If you know about all these breaches in the past and you make your risk assessment regarding Authy, then fine by me. I just don't like seeing users that do not have a full picture of the product that they are currently using.

Of course, this adds to my insights. No matter how strong the security is, there are always gaps that can be exploited by bad people. Not only Authy. I think all GAs, Aegis have weaknesses. So not only from the application and developers but from the user users. But from this condition, isn't Authy likely to develop to fix the vulnerability gap. Actually it is quite strange if there is no problem, or maybe no media wrote it? The media can always make writing and business competition.

[RickDeckard]

Of course, this adds to my insights. No matter how strong the security is, there are always gaps that can be exploited by bad people. Not only Authy. I think all GAs, Aegis have weaknesses. So not only from the application and developers but from the user users. But from this condition, isn't Authy likely to develop to fix the vulnerability gap. Actually it is quite strange if there is no problem, or maybe no media wrote it? The media can always make writing and business competition.
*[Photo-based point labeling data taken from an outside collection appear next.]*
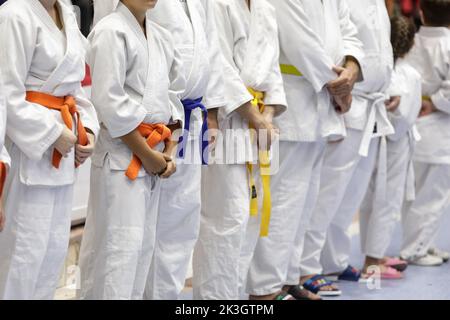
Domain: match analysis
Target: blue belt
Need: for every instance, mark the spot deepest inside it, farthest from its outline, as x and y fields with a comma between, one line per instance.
x=189, y=106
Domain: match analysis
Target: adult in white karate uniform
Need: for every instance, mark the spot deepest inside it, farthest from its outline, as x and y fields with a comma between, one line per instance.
x=39, y=57
x=192, y=25
x=249, y=35
x=225, y=184
x=349, y=163
x=5, y=160
x=315, y=37
x=430, y=57
x=379, y=216
x=137, y=79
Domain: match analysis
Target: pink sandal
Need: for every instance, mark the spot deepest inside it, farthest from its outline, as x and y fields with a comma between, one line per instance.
x=396, y=263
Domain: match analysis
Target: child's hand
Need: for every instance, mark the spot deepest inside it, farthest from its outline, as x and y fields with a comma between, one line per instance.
x=84, y=152
x=266, y=134
x=155, y=164
x=393, y=103
x=171, y=167
x=427, y=108
x=347, y=77
x=213, y=126
x=65, y=142
x=343, y=104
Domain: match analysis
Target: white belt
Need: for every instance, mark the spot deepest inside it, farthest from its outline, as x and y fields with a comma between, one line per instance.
x=377, y=106
x=331, y=123
x=414, y=136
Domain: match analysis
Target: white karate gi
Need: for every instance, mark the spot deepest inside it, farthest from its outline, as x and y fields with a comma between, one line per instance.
x=378, y=217
x=195, y=35
x=314, y=37
x=430, y=57
x=37, y=56
x=134, y=80
x=349, y=164
x=249, y=44
x=4, y=156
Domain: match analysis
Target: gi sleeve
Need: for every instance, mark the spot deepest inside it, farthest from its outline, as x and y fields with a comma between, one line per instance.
x=30, y=126
x=87, y=111
x=177, y=87
x=441, y=98
x=301, y=45
x=353, y=47
x=108, y=61
x=214, y=97
x=235, y=90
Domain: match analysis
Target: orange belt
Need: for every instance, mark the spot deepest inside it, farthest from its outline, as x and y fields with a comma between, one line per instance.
x=2, y=177
x=155, y=134
x=68, y=108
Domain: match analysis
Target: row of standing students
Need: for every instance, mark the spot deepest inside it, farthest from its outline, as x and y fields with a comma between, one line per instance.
x=319, y=75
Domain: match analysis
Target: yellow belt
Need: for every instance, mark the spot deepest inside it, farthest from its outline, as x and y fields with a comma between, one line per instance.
x=264, y=166
x=290, y=70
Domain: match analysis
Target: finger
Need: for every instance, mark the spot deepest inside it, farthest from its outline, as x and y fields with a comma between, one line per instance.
x=88, y=148
x=338, y=69
x=338, y=82
x=84, y=153
x=167, y=173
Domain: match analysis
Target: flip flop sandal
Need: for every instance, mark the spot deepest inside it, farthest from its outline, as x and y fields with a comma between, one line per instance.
x=316, y=283
x=284, y=296
x=300, y=293
x=397, y=264
x=349, y=274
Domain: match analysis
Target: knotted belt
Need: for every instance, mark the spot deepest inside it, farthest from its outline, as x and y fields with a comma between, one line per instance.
x=189, y=106
x=68, y=109
x=264, y=165
x=154, y=134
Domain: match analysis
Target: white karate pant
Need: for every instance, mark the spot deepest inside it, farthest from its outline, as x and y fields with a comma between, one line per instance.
x=224, y=215
x=119, y=235
x=344, y=180
x=421, y=217
x=177, y=227
x=378, y=218
x=35, y=241
x=269, y=260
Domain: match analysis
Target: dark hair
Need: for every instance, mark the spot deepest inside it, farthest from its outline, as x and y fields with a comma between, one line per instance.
x=402, y=35
x=436, y=13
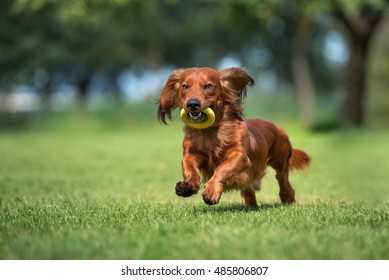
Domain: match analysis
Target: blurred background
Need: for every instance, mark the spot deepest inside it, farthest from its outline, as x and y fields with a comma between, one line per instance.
x=327, y=58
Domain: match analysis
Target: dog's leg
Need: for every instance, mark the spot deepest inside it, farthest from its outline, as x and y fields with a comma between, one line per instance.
x=286, y=190
x=249, y=197
x=190, y=172
x=234, y=169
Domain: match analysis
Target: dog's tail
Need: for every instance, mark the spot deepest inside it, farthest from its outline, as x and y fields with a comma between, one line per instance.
x=299, y=160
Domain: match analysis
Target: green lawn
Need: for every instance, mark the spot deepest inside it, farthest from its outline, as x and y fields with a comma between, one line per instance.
x=81, y=189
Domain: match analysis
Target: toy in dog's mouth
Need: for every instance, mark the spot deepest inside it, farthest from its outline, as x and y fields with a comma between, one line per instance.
x=199, y=120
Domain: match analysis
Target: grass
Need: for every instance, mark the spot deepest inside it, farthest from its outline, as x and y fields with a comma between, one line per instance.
x=91, y=188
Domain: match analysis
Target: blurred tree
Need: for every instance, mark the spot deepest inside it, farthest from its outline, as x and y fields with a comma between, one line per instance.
x=360, y=20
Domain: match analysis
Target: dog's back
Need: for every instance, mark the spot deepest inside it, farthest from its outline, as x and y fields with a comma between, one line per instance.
x=270, y=145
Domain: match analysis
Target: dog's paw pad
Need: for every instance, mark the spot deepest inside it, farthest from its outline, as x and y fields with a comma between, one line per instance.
x=184, y=189
x=208, y=200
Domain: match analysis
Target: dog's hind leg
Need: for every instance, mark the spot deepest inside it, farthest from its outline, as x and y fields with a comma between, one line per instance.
x=248, y=195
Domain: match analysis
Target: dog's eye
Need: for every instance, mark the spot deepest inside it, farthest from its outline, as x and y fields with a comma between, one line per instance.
x=208, y=86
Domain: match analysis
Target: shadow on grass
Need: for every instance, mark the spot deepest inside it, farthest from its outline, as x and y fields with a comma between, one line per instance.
x=237, y=207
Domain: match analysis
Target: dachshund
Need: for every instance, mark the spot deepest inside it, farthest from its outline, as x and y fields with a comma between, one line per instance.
x=233, y=153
I'm not sure that I understood your intervention. Sure that each TOTP/2FA program has positives/negatives aspects of it, but considering that Authy is both closed source, doesn't allow users to export their TOTP's and has been breached multiple times, those factors have to account for something no? I'm not saying that Aegis won't ever suffer such breach, but being open source and developed by the community surely helps in transparency, far more than Authy does.

[Chikito]

So far I have never problem using Authy, so when I compared it with Google, Using Authy is simpler when we change cellphones, we can log in again using the same cellphone number and receive a code via SMS. I have experience lost the google 2fa code and can't login on 2fa. because of that, I prefer using authy for beginners who have weaknesses in storing data or code on paper.

From the very beginning I traded using Authy security. I think it's still safe and I feel comfortable with the automatic recovery feature and it can be used on multiple devices. I hope there are no other losses for me and other users later.

Then regarding the update problem, I checked in my application Authy that I have the latest version. I checked from the Play Store. Is this a little different from the one on the play store? Hopefully not. I see the details My update version is already in 25.11.

I never checked my application is updated or not, because I setting up it automatic update on my phone. Just set it on your play store, then all applications installed will automatic update when that aplication ask for it. but if you're not sure, you can check it manually on their site.